The competitions were held in the Gladiator Arena, alluding to the Roman Gladiators of the past. The competitions were all timed, so it wasn’t about beating the person as much as it was about beating the clock to finish an event.

Meanwhile the gladiators (three men and three women) were former NFL football players or pro/amateur bodybuilders, who competed to win events such as powerball, whiplash, slingshot, skytrack, pyramid and the grand finale – Tug o’ War.

The first season debuted in 1989, and was hosted by former NFL great Joe Theismann and Mike Adamle.

Initially the prize for competitors was to become an American Gladiator, but that was abandoned, and a cash prize of $10,000 was on offer.

As the syndicated series continued into the next decade, there were foreign editions created in Mexico and Japan and the series was screened to huge popularity in South Africa, Finland, UK, Australia and Germany.

I tried to watch this series, but didn’t really believe the competitors could ever beat the gladiators, so it held no allure for me. But I was alone, since this show became the inspiration for many 21st century competitions that are ratings gold.

memories of the ’70s – Wheel of Fortune

A simple spinning wheel and contestants trying to figure out a word or phrase to win became a favourite tv show of all ages – Wheel of Fortune.

Created by Merv Griffin, this game show was based on the principles of the game Hangman, with contestants spinning a wheel to win the opportunity to solve the puzzle.

Working with his staff, Griffin tested the show several times to fine tune the game, switching the wheel from being displayed vertically to being placed horizontally in front of the players.

Three contestants would compete, and when the show debuted as a daytime program on NBC in January 1975, it was hosted by Chuck Woolery with his lovely colleague Susan Stafford on hand to turn the letters.

In the 1970s, winning participants would use their loot to choose from a room filled with prizes each worth a certain amount, and would often be left with an amount that would gain them the large ceramic dog.

Between 10:30am and noon, North American viewers would get their half hour fix of Wheel of Fortune. By 1980, NBC moved the show from daytime to primetime, compensating for the change in their evening schedule of reducing The David Letterman Show from 90 minutes to 60 minutes.
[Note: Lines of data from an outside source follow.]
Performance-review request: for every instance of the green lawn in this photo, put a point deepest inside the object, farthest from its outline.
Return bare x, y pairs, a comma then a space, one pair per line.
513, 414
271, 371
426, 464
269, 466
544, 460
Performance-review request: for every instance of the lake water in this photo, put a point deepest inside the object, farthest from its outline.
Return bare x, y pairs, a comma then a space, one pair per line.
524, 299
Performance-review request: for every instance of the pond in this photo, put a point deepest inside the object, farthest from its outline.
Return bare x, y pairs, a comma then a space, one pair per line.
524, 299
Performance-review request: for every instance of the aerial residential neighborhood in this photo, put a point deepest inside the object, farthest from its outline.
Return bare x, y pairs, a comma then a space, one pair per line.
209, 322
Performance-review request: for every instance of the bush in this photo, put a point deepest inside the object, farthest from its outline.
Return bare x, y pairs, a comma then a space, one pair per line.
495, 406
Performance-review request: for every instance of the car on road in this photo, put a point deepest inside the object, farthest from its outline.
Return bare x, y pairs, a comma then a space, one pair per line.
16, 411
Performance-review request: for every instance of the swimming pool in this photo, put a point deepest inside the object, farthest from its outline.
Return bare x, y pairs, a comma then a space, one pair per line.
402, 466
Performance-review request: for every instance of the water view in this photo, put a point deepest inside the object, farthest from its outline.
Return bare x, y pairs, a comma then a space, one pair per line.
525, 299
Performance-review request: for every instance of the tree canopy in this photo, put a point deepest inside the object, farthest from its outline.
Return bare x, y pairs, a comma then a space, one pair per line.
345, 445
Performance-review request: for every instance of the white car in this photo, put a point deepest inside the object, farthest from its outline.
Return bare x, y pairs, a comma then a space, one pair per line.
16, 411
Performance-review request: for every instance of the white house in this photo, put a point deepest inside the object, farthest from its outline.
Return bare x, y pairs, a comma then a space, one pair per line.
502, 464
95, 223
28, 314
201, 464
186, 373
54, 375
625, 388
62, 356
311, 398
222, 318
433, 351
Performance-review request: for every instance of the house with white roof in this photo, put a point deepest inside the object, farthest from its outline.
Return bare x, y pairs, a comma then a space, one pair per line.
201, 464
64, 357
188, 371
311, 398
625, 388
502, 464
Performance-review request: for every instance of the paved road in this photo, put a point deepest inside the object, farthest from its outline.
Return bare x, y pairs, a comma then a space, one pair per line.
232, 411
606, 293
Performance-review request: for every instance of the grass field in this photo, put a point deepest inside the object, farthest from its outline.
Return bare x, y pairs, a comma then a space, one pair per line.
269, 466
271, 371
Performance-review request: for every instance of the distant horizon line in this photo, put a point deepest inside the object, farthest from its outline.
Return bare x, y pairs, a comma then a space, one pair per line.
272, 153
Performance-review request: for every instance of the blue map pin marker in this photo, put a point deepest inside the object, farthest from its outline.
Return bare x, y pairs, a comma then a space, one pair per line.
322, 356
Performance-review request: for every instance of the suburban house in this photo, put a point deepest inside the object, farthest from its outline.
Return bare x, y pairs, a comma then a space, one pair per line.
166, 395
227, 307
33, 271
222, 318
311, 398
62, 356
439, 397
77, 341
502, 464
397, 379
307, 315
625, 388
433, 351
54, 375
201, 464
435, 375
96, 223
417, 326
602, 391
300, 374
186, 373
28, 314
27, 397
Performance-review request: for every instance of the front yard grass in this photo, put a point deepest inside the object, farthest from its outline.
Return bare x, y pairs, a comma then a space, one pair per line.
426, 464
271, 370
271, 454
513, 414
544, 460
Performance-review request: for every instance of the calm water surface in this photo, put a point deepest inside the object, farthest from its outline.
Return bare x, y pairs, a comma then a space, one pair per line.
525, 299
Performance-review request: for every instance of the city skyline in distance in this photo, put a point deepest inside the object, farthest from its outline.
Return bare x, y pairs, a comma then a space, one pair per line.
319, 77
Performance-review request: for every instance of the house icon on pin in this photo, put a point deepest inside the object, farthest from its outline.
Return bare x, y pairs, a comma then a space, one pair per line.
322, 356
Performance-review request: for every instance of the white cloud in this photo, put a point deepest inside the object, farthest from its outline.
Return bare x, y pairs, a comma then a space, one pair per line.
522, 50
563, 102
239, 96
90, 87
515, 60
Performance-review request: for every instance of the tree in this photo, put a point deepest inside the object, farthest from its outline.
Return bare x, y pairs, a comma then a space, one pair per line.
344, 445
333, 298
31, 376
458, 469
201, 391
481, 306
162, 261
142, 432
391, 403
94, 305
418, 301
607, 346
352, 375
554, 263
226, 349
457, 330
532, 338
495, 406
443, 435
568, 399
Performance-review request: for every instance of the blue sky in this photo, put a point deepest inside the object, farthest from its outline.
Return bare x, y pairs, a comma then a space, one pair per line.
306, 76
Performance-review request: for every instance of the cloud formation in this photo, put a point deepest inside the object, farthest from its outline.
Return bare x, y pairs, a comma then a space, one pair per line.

I loved watching Wheel of Fortune – I would get excited when they would guess the consonants and would always encourage them to choose a vowel. And when the winner would go through the prize room, I always encouraged them to choose other options.

Thanks to syndication and a change of hosts in the 1980s, this game show is now the longest running syndicated game show in America – and still have devoted fans who are excited every time a contestant spins the wheel.